I wonder if what's happening here is that you are hearing an architectural issue in the way DAVE works?
What if DAVE is working better due to the first stage WTA being inactive, when fed with 16FS (or 768KHz sample rate) material. The power consumption within DAVE associated with the arduous primary WTA could be substantially lower if it's not being used.
Alternatively, there's a subtle bug in DAVE's first stage WTA, or there's some kind of interaction between the 16FS WTA output and the second stage WTA input?
Also, in the past haven't you said that there's an issue with the coefficients inside the primary WTA, which is the reason that the HF filter sounds better when playing back 44100Hz sample rate through DAVE, even though "it shouldn't".

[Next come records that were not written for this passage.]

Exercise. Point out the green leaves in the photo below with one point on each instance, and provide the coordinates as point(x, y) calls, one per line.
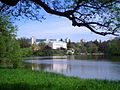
point(9, 47)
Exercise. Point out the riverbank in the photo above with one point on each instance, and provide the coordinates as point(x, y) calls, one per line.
point(23, 79)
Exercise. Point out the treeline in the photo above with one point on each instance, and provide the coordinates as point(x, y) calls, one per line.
point(12, 50)
point(110, 47)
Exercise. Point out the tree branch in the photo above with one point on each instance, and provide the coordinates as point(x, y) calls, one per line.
point(10, 2)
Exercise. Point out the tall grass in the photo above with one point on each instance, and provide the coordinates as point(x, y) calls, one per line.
point(21, 79)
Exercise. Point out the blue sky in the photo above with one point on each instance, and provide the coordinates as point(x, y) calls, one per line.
point(56, 28)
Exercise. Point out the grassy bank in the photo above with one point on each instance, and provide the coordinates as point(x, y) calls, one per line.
point(21, 79)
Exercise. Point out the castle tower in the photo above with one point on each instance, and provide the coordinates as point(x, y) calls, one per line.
point(33, 40)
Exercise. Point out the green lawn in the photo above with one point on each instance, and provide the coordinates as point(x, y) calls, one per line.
point(22, 79)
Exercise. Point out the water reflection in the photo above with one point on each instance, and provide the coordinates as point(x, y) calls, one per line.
point(100, 69)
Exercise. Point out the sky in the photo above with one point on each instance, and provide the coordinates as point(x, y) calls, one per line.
point(54, 27)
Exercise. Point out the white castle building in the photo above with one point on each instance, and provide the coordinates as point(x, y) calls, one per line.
point(57, 44)
point(53, 43)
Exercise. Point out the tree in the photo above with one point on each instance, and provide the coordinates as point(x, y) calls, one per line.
point(100, 16)
point(114, 47)
point(9, 47)
point(24, 42)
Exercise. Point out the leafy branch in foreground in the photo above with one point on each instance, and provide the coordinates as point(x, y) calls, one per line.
point(100, 16)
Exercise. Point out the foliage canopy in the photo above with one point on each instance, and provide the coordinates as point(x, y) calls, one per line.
point(100, 16)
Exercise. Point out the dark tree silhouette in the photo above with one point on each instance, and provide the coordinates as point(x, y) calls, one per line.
point(100, 16)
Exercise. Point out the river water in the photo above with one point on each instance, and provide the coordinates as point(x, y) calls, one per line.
point(97, 67)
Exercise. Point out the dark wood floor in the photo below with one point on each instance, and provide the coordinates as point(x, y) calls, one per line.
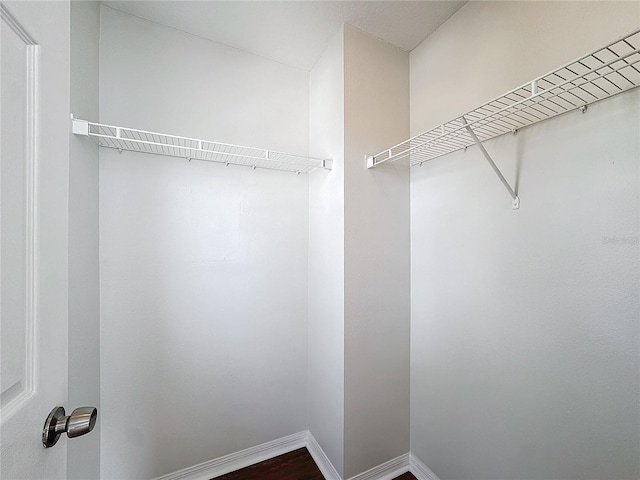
point(296, 465)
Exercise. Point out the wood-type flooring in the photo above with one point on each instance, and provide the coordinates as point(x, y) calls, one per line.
point(296, 465)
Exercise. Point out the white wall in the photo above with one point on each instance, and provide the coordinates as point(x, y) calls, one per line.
point(525, 323)
point(326, 253)
point(84, 284)
point(376, 252)
point(203, 267)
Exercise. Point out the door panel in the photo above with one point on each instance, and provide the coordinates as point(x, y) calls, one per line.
point(34, 184)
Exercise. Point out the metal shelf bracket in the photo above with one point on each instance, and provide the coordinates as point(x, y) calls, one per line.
point(515, 205)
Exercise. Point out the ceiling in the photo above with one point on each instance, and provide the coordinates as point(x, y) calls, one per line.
point(294, 32)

Now playing: Timesbold - Sing
For sure Dave sounds a bit better and measures slightly better via an M scaler or with a 768k input.
And when I first started listening to the M scaler, I could not believe the sound quality improvements of M scaling; and I did seriously entertain the possibility that there was a fault in the WTA coding of Dave.

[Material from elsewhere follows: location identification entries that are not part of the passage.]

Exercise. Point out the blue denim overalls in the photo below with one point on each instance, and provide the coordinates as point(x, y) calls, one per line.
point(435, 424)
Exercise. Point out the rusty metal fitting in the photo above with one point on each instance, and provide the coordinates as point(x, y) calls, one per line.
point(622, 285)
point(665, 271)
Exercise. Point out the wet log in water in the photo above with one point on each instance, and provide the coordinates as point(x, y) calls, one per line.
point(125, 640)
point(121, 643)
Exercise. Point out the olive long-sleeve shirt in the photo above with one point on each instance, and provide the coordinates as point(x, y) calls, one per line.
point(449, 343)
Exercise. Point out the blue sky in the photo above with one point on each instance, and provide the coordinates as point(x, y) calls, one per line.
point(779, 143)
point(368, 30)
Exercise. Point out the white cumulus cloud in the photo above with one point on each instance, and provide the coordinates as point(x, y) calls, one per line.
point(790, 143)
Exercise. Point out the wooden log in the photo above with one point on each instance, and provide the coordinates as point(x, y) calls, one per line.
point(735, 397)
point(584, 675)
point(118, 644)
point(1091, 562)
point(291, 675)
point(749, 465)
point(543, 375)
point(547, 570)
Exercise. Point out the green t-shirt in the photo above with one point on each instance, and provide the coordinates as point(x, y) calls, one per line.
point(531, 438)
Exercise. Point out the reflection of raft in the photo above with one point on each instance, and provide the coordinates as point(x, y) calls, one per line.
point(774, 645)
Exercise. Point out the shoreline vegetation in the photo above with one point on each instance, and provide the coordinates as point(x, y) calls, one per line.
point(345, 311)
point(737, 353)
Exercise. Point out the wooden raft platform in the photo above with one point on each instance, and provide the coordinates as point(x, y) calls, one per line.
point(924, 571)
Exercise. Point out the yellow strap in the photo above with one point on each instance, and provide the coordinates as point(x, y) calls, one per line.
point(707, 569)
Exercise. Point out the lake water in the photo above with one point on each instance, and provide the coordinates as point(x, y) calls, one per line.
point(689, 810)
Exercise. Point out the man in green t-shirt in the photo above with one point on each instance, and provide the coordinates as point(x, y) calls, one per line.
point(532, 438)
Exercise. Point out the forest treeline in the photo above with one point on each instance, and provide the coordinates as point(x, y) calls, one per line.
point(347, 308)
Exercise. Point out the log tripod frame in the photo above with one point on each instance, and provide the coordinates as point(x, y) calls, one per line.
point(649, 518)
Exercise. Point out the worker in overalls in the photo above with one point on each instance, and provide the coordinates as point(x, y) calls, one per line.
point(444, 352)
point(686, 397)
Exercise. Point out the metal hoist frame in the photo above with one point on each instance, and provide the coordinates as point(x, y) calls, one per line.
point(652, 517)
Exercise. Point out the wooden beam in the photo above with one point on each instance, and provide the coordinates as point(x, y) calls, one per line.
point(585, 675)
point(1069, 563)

But for sure, I know that is not the case, for a couple of reasons. Firstly, simulation. A Verilog simulation is not a simulation in the sense that it approximates the output; with a Verilog simulation, if your FPGA module is fed that particular data set, you are guaranteed that actual output (assuming the real FPGA meets timing closure). In the past, simulation was very limited - there is no way I could simulate a WTA filter and get enough data to do a FFT. Today, it's not a problem; I can do a 4 million point FFT from simulation data and find out exactly how well the module is performing to a level of accuracy that you can't get with real world measurements. So for example, here is the plot of the THD and noise performance of the output noise shaper from the M scaler:
This is my usual test of distortion that I use for digital modules - can it perfectly reproduce a -301dB signal. I do this test because I know that depth reproduction relies upon a
perfect reproduction of small signals in terms of amplitude. What is interesting with this test is that the truncator is perfectly reproducing the dither of the 80 bit test tone; the noise floor you can see at -385 dB comes from the test tone. So actually it has better than 80 bit performance up to 15 kHz. All the modules in Dave passes this test, and so does the M scaler. Also, when I test the filter performance I know for certain it is performing as intended - when you examine FFT's of the filter performance, the side lobes are examined against the ideal; if one coefficient is incorrect (even with half a million others), you will see a difference, and part of my testing process is to ensure they are identical.
So I know objectively that Dave and the M scaler is correct; but the real proof is when you set it to video mode. In this mode, I select a different set of coefficients for some 16,000 out of the half a million, and merely insert the data into a different point in the SRAM buffer. Everything else is the same; Dave can't know there is a change; THD and noise is identical, the signal path is identical; but when you listen to 2/3 million taps against the full one million you hear a surprising big difference - the sound-stage opens up tremendously with the full 1 M taps.
So there really is something odd about the full million taps, and running at 750/768 kHz, as the sound-stage also collapses at lower sample rates. And I still do not fully understand why this is the case. I have some ideas why, and will be testing these ideas out with Davina.
Rob